In the following, we will complement and expand previous analysis on Tinder data. Using an unique, extensive dataset we will apply descriptive statistics, natural language processing and visualizations in order to uncover patterns on Tinder. In this first analysis we will focus on insights from profiles we observe during swiping. In a follow up post we will then look at novel findings from a field experiment on Tinder. The results will reveal new insights regarding liking behavior and patterns in matching and messaging of users.

Data collection

The dataset was gathered using two bots making use of the unofficial Tinder API. The bots used two almost identical male profiles aged 29 to swipe in Germany over the course of four weeks. After each week, the location was set to the city center of one of the following (top 5 largest) cities: Berlin, Frankfurt, Hamburg and Munich. The distance filter was set to 16km, age filter to 20-40 and search preference to women.
Each bot encountered about 300 profiles per day.

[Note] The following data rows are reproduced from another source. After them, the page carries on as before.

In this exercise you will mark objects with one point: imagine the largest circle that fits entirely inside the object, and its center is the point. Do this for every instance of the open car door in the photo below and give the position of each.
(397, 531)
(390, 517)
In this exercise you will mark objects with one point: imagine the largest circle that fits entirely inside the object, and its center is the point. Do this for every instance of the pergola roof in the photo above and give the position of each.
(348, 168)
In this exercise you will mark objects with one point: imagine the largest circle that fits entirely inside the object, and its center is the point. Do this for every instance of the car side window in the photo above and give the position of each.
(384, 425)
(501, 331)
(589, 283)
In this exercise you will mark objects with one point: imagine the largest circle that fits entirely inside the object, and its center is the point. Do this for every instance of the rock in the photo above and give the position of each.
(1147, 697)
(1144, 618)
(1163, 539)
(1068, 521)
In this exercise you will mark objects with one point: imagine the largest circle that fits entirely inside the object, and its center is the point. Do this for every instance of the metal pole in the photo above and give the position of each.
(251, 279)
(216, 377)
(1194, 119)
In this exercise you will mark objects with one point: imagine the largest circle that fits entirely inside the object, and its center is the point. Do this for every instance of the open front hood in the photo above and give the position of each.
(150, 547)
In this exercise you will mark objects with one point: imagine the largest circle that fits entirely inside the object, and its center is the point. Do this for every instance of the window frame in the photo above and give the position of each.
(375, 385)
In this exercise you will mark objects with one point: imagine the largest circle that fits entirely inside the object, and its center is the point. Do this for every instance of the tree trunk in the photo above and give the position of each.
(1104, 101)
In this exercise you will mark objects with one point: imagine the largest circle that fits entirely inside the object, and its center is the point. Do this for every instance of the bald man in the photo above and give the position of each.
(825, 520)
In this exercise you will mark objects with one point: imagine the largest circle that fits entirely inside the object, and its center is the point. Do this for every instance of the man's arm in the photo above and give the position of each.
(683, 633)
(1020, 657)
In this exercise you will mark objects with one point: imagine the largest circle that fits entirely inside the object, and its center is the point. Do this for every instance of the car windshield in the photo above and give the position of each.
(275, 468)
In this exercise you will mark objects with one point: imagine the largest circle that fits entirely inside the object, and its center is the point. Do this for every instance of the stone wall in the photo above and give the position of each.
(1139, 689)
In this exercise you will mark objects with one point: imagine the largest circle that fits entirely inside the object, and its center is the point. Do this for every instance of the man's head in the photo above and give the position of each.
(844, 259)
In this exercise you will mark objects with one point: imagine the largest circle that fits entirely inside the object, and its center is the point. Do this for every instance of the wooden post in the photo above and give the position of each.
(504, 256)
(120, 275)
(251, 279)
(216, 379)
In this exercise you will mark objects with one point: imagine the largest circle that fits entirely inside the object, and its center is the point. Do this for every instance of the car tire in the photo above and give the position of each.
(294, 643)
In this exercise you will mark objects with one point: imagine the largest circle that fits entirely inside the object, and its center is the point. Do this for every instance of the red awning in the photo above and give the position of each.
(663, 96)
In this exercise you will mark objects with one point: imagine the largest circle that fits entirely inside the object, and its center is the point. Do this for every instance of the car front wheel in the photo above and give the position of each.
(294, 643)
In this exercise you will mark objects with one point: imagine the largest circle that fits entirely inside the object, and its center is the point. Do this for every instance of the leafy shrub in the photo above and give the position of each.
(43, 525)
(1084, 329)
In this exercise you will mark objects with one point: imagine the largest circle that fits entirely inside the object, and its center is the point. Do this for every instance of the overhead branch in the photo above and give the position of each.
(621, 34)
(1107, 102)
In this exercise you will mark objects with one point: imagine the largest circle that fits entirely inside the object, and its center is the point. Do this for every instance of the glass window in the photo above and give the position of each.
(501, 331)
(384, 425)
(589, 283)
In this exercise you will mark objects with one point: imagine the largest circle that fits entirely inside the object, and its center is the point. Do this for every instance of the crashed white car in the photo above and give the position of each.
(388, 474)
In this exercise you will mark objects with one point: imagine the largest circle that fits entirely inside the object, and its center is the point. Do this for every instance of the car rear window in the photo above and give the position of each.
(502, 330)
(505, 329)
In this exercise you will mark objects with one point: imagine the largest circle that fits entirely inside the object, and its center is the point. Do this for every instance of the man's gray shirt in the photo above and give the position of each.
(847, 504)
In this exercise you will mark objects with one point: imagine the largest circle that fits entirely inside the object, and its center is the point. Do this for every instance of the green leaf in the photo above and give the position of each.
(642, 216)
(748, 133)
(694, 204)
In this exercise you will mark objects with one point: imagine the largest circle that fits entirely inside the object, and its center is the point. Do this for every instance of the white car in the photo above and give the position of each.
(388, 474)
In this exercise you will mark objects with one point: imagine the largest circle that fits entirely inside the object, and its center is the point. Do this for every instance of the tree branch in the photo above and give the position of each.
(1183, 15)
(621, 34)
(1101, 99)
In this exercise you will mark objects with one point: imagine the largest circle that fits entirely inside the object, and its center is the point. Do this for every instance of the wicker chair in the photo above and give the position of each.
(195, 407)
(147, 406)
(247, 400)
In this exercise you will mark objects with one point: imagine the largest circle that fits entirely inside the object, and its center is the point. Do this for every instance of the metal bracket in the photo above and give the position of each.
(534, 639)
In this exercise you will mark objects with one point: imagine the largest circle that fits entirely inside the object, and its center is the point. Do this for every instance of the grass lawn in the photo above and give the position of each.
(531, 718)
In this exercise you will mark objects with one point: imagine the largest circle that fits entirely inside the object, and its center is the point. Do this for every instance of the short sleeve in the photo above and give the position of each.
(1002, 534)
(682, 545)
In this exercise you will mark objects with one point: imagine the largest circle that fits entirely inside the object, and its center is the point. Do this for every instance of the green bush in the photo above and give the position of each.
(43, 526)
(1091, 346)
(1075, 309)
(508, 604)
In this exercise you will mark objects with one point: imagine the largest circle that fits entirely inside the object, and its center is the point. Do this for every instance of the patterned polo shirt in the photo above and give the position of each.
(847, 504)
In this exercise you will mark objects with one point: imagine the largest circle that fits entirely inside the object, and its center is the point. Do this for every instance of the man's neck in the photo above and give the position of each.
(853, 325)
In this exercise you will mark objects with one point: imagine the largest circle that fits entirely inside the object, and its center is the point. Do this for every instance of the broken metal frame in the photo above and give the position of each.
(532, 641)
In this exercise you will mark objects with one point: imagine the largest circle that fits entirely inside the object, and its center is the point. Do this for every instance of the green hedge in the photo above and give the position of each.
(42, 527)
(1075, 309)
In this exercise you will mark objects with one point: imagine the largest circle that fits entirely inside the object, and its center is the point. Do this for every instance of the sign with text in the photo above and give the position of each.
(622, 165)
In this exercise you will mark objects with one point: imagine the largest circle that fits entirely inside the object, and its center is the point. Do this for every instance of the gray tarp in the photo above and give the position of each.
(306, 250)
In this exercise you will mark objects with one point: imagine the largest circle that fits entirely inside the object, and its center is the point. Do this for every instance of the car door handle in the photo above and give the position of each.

The profile data was returned in JSON format in batches of 10-30 profiles per response.
Unfortunately, I won't be able to share the dataset because doing so is in a gray area. Check out this post to learn about the many legal issues that come with such datasets.

Setting up things

In the following, I will share my data analysis of the dataset using a Jupyter Notebook. So, let's get started by first importing the packages we will use and setting some options:

In [117]:
# coding: utf-8
import os
import json
import pandas as pd
import numpy as np
import nltk
import textblob
import datetime
from wordcloud import WordCloud
from PIL import Image
from IPython.display import Markdown as md
from pandas.io.json import json_normalize
import hvplot.pandas
from bokeh.io import output_notebook
##
output_notebook()
pd.set_option('display.max_columns', 100)
from IPython.core.interactiveshell import InteractiveShell
InteractiveShell.ast_node_interactivity = "all"
Loading BokehJS ...


Most packages are the basic stack for any data analysis. In addition, we will use the wonderful hvplot library for visualization. Until now I was overwhelmed by the vast choice of visualization libraries in Python (here is a great read on that). This ends with hvplot which comes out of the PyViz initiative. It is a high-level library with a concise syntax that produces not only aesthetic but also interactive plots. Among others, it smoothly works on pandas DataFrames.
With json_normalize we can easily create flat tables from deeply nested json files. The Natural Language Toolkit (nltk) and Textblob will be used to deal with language and text. And finally wordcloud does what it says.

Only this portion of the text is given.